Il ciclo economico è in chiusura, con avvisaglie di recessione da più parti, e la guerra tech e doganale fra Usa e Cina è ben lungi dal risolversi. Certo, è possibile aumentare la produzione e dare fondo alle scorte. Ma alcuni paesi sono più esposti di altri, e le aumentate tensioni geopolitiche appesantiranno le incertezze che già gravano sul contesto attuale. Holger Schmieding, economista di Berenberg rileva – così come riportato dal Financial Times – che un aumento di dieci euro al barile fa salire l’inflazione europea dello 0,3%. Una misura forse lieve, ma che in questi tempi di rallentamento della crescita può essere il discrimine fra stagnazione e recessione vera e propria. Il riferimento esplicito è ad Italia e Germania. I consumi attuali però sono meno sensibili agli aumenti del prezzo del petrolio che in passato.
La stessa Bce lo scorso anno diceva che i prezzi al barile (75 dollari allora, 65 oggi) avrebbero avuto scarso impatto sui redditi reali e i consumi. I paesi più vulnerabili oggi sono Turchia e Argentina, che non possono permettersi nemmeno un aumento temporaneo dell’inflazione.
Usa e Cina
E gli Usa? Là, i prezzi al consumo hanno storicamente sofferto ogni aumento di prezzo del carburante. Perciò, il Paese ha accantonato scorte di greggio fin dagli anni Settanta, rendendosi meno vulnerabile ai picchi di prezzo. Anche Didier Saint-Georges, managing director e membro del Comitato Investimenti di Carmignac sottolinea questo punto: la disponibilità strategica di scorte Usa è tale da appianare ogni rischio di breve periodo. La Cina invece no. Il Dragone ha fame di fuoco, è un importatore netto di petrolio. Il contagio di un forte rallentamento economico del Paese di Mezzo si estenderebbe subito a tutti i suoi partner commerciali e alle economie collegate.

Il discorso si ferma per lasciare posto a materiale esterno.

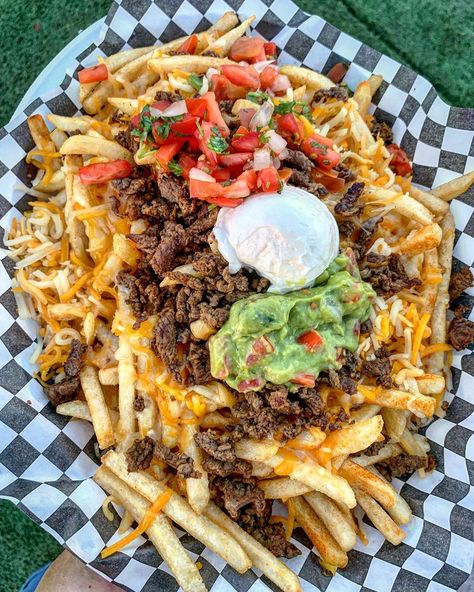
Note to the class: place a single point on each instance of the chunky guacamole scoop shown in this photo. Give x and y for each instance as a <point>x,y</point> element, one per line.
<point>289,339</point>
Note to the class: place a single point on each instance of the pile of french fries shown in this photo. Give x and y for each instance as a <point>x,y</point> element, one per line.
<point>69,248</point>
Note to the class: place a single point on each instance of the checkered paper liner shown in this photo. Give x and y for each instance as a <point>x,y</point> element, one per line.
<point>47,461</point>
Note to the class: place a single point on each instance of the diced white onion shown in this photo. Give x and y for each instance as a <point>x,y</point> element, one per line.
<point>200,175</point>
<point>262,116</point>
<point>261,159</point>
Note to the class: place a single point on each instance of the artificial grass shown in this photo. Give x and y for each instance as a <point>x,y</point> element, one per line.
<point>434,38</point>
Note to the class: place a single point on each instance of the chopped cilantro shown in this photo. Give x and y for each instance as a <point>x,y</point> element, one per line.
<point>216,142</point>
<point>175,168</point>
<point>257,97</point>
<point>195,81</point>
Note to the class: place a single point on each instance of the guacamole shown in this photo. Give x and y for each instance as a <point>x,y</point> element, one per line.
<point>289,339</point>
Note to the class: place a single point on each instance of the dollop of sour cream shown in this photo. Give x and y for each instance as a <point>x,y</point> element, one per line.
<point>289,238</point>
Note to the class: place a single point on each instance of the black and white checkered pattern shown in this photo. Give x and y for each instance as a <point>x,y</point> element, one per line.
<point>46,461</point>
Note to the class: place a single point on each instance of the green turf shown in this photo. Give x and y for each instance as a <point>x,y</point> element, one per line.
<point>434,38</point>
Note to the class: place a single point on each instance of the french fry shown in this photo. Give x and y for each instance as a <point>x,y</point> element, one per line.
<point>362,478</point>
<point>109,376</point>
<point>435,362</point>
<point>311,79</point>
<point>261,557</point>
<point>425,238</point>
<point>355,437</point>
<point>160,532</point>
<point>434,204</point>
<point>283,487</point>
<point>189,63</point>
<point>77,409</point>
<point>379,517</point>
<point>222,46</point>
<point>95,146</point>
<point>402,400</point>
<point>197,490</point>
<point>181,512</point>
<point>335,520</point>
<point>319,535</point>
<point>98,409</point>
<point>454,188</point>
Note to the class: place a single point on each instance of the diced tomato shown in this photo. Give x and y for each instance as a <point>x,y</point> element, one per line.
<point>93,74</point>
<point>267,77</point>
<point>186,163</point>
<point>161,105</point>
<point>247,49</point>
<point>221,175</point>
<point>290,128</point>
<point>196,107</point>
<point>186,126</point>
<point>102,172</point>
<point>310,339</point>
<point>270,49</point>
<point>245,76</point>
<point>246,143</point>
<point>400,162</point>
<point>250,177</point>
<point>189,46</point>
<point>285,174</point>
<point>319,151</point>
<point>304,380</point>
<point>214,114</point>
<point>166,152</point>
<point>337,72</point>
<point>268,180</point>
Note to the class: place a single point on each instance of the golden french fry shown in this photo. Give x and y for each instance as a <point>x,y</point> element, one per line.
<point>109,376</point>
<point>222,46</point>
<point>361,477</point>
<point>454,188</point>
<point>181,512</point>
<point>283,487</point>
<point>311,79</point>
<point>261,557</point>
<point>335,520</point>
<point>95,146</point>
<point>379,517</point>
<point>191,63</point>
<point>77,409</point>
<point>434,204</point>
<point>319,535</point>
<point>395,399</point>
<point>423,239</point>
<point>160,532</point>
<point>98,409</point>
<point>355,437</point>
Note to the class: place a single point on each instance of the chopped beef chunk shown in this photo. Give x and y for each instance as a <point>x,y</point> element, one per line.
<point>68,389</point>
<point>63,392</point>
<point>183,463</point>
<point>140,454</point>
<point>162,95</point>
<point>461,330</point>
<point>347,205</point>
<point>380,129</point>
<point>219,446</point>
<point>335,92</point>
<point>233,493</point>
<point>298,160</point>
<point>387,274</point>
<point>138,403</point>
<point>380,368</point>
<point>226,468</point>
<point>73,364</point>
<point>405,464</point>
<point>460,280</point>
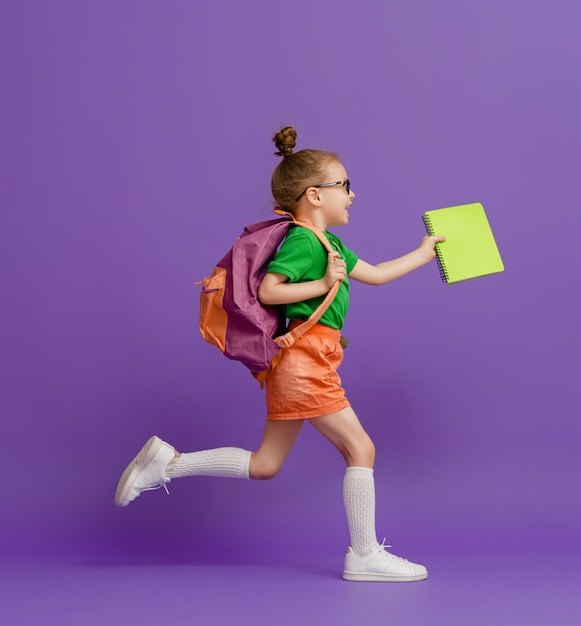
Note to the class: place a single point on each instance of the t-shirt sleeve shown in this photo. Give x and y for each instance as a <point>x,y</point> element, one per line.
<point>350,257</point>
<point>294,258</point>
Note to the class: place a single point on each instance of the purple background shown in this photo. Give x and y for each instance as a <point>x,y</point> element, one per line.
<point>134,146</point>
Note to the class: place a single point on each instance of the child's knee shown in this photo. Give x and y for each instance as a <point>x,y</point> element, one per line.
<point>263,470</point>
<point>363,453</point>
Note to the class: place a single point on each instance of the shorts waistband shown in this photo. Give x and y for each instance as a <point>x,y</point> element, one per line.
<point>320,330</point>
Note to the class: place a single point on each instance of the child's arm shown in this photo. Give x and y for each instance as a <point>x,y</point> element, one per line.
<point>390,270</point>
<point>275,288</point>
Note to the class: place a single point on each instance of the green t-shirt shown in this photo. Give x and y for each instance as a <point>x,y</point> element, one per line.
<point>302,257</point>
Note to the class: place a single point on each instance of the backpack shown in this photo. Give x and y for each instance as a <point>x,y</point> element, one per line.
<point>233,319</point>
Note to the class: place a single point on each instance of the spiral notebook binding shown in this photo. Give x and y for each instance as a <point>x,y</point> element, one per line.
<point>439,260</point>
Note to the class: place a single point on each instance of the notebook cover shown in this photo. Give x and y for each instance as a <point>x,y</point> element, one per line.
<point>470,250</point>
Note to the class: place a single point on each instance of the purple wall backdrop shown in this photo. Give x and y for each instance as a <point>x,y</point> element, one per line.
<point>135,144</point>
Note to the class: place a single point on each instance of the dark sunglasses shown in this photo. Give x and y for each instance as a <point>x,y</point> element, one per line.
<point>345,184</point>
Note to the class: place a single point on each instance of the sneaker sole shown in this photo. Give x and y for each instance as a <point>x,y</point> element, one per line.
<point>367,577</point>
<point>132,471</point>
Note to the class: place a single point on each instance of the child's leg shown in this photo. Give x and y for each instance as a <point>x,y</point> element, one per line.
<point>366,560</point>
<point>277,441</point>
<point>344,430</point>
<point>157,463</point>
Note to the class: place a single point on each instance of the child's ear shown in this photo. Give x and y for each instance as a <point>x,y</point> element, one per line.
<point>314,196</point>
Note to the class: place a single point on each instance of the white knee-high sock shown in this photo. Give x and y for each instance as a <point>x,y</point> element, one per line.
<point>359,500</point>
<point>232,462</point>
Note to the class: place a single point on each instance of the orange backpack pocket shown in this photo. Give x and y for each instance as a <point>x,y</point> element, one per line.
<point>213,317</point>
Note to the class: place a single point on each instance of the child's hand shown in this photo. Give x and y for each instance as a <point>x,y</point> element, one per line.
<point>428,245</point>
<point>336,269</point>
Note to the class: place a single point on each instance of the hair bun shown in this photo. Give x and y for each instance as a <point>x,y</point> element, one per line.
<point>285,141</point>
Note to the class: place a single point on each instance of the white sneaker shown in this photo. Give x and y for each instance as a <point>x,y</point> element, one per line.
<point>145,472</point>
<point>380,565</point>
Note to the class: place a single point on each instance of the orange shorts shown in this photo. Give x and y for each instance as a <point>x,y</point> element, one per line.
<point>305,382</point>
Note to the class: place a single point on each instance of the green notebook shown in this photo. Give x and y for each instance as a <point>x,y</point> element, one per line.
<point>469,250</point>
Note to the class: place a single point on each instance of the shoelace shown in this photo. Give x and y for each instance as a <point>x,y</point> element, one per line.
<point>156,487</point>
<point>383,546</point>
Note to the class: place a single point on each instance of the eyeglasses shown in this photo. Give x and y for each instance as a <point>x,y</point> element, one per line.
<point>345,184</point>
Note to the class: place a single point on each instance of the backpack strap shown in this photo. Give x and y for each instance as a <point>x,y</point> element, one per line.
<point>287,340</point>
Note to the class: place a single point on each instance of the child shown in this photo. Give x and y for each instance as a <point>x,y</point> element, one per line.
<point>313,186</point>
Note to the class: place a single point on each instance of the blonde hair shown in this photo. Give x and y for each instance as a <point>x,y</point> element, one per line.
<point>297,170</point>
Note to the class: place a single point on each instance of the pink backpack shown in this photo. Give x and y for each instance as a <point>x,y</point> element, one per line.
<point>231,316</point>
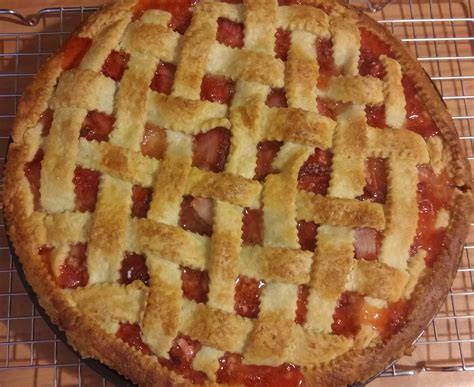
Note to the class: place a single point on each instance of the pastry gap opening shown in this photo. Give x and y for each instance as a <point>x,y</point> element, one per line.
<point>266,154</point>
<point>282,43</point>
<point>196,215</point>
<point>116,64</point>
<point>74,49</point>
<point>181,355</point>
<point>217,88</point>
<point>195,284</point>
<point>154,142</point>
<point>86,186</point>
<point>277,99</point>
<point>134,268</point>
<point>315,173</point>
<point>252,226</point>
<point>230,33</point>
<point>141,199</point>
<point>376,184</point>
<point>367,243</point>
<point>247,296</point>
<point>163,79</point>
<point>210,149</point>
<point>97,126</point>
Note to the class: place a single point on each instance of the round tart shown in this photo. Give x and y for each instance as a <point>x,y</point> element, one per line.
<point>258,193</point>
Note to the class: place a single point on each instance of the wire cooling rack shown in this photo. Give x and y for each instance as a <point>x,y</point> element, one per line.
<point>440,33</point>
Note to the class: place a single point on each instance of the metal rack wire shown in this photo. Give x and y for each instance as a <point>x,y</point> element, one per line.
<point>440,33</point>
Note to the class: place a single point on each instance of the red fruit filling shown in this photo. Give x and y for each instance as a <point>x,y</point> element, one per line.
<point>252,226</point>
<point>115,65</point>
<point>131,334</point>
<point>181,358</point>
<point>195,284</point>
<point>233,371</point>
<point>32,172</point>
<point>163,79</point>
<point>315,173</point>
<point>46,120</point>
<point>282,43</point>
<point>86,185</point>
<point>307,235</point>
<point>141,198</point>
<point>376,116</point>
<point>434,193</point>
<point>196,215</point>
<point>210,149</point>
<point>229,33</point>
<point>247,296</point>
<point>418,119</point>
<point>74,50</point>
<point>134,268</point>
<point>154,142</point>
<point>376,180</point>
<point>277,98</point>
<point>301,304</point>
<point>371,49</point>
<point>73,272</point>
<point>367,243</point>
<point>97,126</point>
<point>181,15</point>
<point>352,311</point>
<point>216,88</point>
<point>327,67</point>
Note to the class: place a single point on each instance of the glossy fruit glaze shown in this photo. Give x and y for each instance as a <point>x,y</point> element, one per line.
<point>210,151</point>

Il commento di Gian Maria Gros-Pietro, presidente di Intesa Sanpaolo
“Personalmente quello che è accaduto finora non mi pare che possa far pensare di per sé a una riduzione stabile della fornitura di greggio e anche di raffinati”. Lo ha detto il presidente di Intesa Sanpaolo a margine della presentazione del libro “Cha ching, l’arte del rispamio”. Secondo Gros-Pietro, “molto dipenderà dalla rapidità con la quale l’ impianto verrà riparato”, ma “non è l’unico grande impianto al mondo”. Per questo motivo, “ci sarà una temporanea diversione dei flussi” con altri produttori che “potranno parzialmente compensare la riduzione dei flussi dall’Arabia Saudita, che però rimane un grandissimo produttore”. La storia insegna che “forti incrementi del prezzo del petrolio solitamente hanno determinato rallentamenti nella crescita” se non recessione. In questo caso però bisogna preoccuparsi per gli effetti solo “se l’impennata dei prezzi del petrolio fosse rilevante e duratura”.